Il falso zafferano è il nome comunemente attribuito al colchico d'autunno (Colchicum autumnale), una pianta bulbosa della famiglia delle Colchicacee, che cresce nell'appennino tosto-emiliano e in tutte le regioni del Nord Italia.
È una pianta velenosa molto insidiosa, perché viene abbastanza frequentemente scambiata per altre piante commestibili, generando casi di avvelenamento.
Cresce negli spazi aperti, come le radure boschive e i prati falciati.
Il falso zafferano in realtà è un tubero da cui, da una posizione piuttosto profonda nel terreno (10-15 cm) escono le radici. Alla fine dell'estate, o all'inizio dell'autunno, si forma il germoglio dal quale più tardi si svilupperà il fiore; il frutto si svilupperà poi nella primavera successiva, contemporaneamente si svilupperà un nuovo tubero.
Il nome "falso zafferano" gli è stato attribuito perché il suo fiore è molto simile a quello del Crocus sativus, la pianta del vero zafferano che in Italia molto raramente cresce in modo spontaneo, solitamente viene coltivato.
Il falso zafferano è velenoso perché contiene un alcaloide altamente tossico chiamato colchicina, contenuto nei semi e nel bulbo della pianta. La sua pericolosità è tale da non essere ammesso nella formulazione degli integratori alimentari.
Quando viene ingerito, causa bruciori alla bocca e altri sintomi piuttosto gravi come coliche, nausea, diarrea sanguinolenta, delirio. L'avvelenamento può colpire svariati organi: l'apparato digerente, biliare, respiratorio, cardiovascolare, renale, ma anche il sistema nervoso e le ghiandole endocrine. Può abbastanza facilmente portare alla morte entro le 48 ore, per insufficienza respiratoria o collasso cardiocircolatorio.
La percolosità della tossina è tale che anche solo manipolare troppo a lungo il fiore del colchico può causare un avvelenamento da contatto, che può causare danni alla pelle.
L'avvelenamento può anche essere cronico, i in genere viene riconosciuto a causa della perdita di capelli.
Purtroppo queste tragedie continuano ad accadere abbastanza regolarmente, anche se fortunatamente i casi, numericamente, sono sempre molto limitati.
Purtroppo non esistono antidoti specifici e si può nemmeno intervenire con la dialisi.
L'unica speranza per salvarsi è quella di intervenire in tempo, quando la tossina non è ancora entrata in circolo in quantità sufficiente per portare l'organismo alla morte.
È quindi molto importante recarsi al pronto soccorso alla comparsa dei primi sintomi, a questo punto si interviene con la lavanda gastrica e la somministrazione di carbone vegetale, che assorbe la tossina nello stomaco e nell'intestino.

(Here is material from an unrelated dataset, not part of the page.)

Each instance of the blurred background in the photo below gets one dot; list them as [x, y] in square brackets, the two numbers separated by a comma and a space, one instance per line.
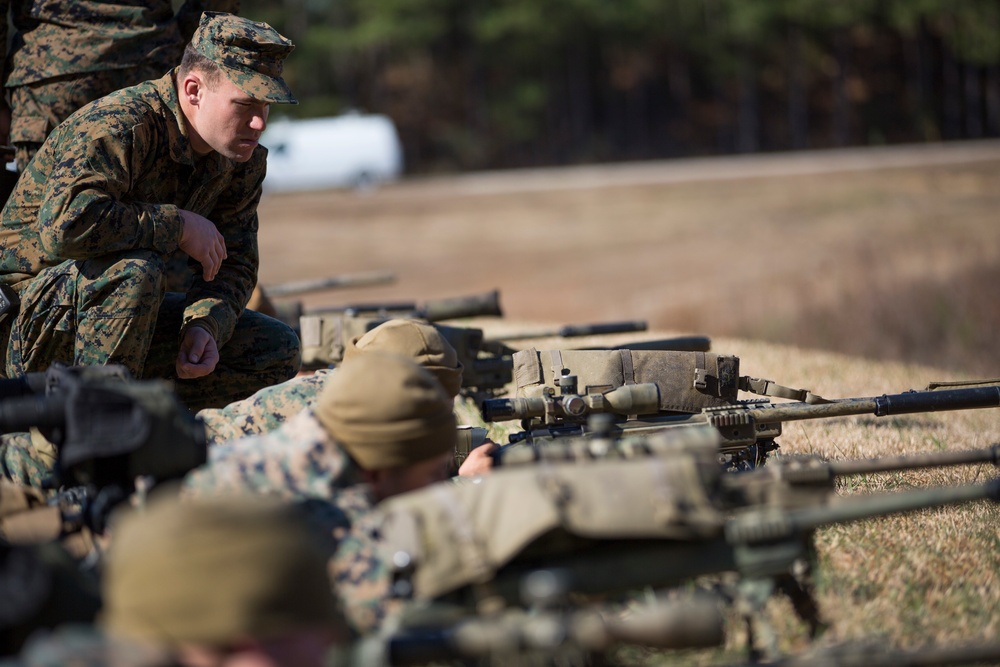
[814, 173]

Inoltre si può agire forzando la diuresi, nella speranza che la tossina venga smaltita con le urine.
Le due piante sono apparentemente molto simili, soprattutto per quanto riguarda il colore dei fiori, tuttavia ad un occhio un minimo esperto non può sfuggire che il falso zafferano ha 6 stami, contro i tre di quello vero, inoltre la fioritura avviene in momenti differenti, con lo zafferano vero che fiorisce un paio di mesi più tardi; per concludere, lo zafferano vero quando fiorisce ha ancora le foglie, mentre quello falso, alla fioritura, ne è privo.
Il falso zafferano viene scambiato per lo zafferano selvatico (Crocus biflorus), che in Italia cresce un po' ovunque ma è sicuramente più raro rispetto al colchico d'autunno.
Nell'ultimo caso in ordine cronologico, quello della primavera del 2021, la vittima potrebbe aver scambiato il colchico per aglio selvatico.
Nell'aprile del 2021 un sessantunenne di Travesio (PN), è morto avvelenato dopo aver raccolto del colchico durante una passeggiata, e averlo cucinato e mangiato, ignaro del fatto che fosse tossico. L'uomo non ha agito in tempo, dopo la comparsa dei primi sintomi, si è recato al pronto soccorso troppo tardi ed è morto.
Nell'autunno del 2017 una coppia di conuigi veneti è morta a seguito dell'ingestione di falso zafferano, mentre pochi giorni dopo una famiglia di Modena si è salvata solo grazie al tempestivo intervento dei sanitari.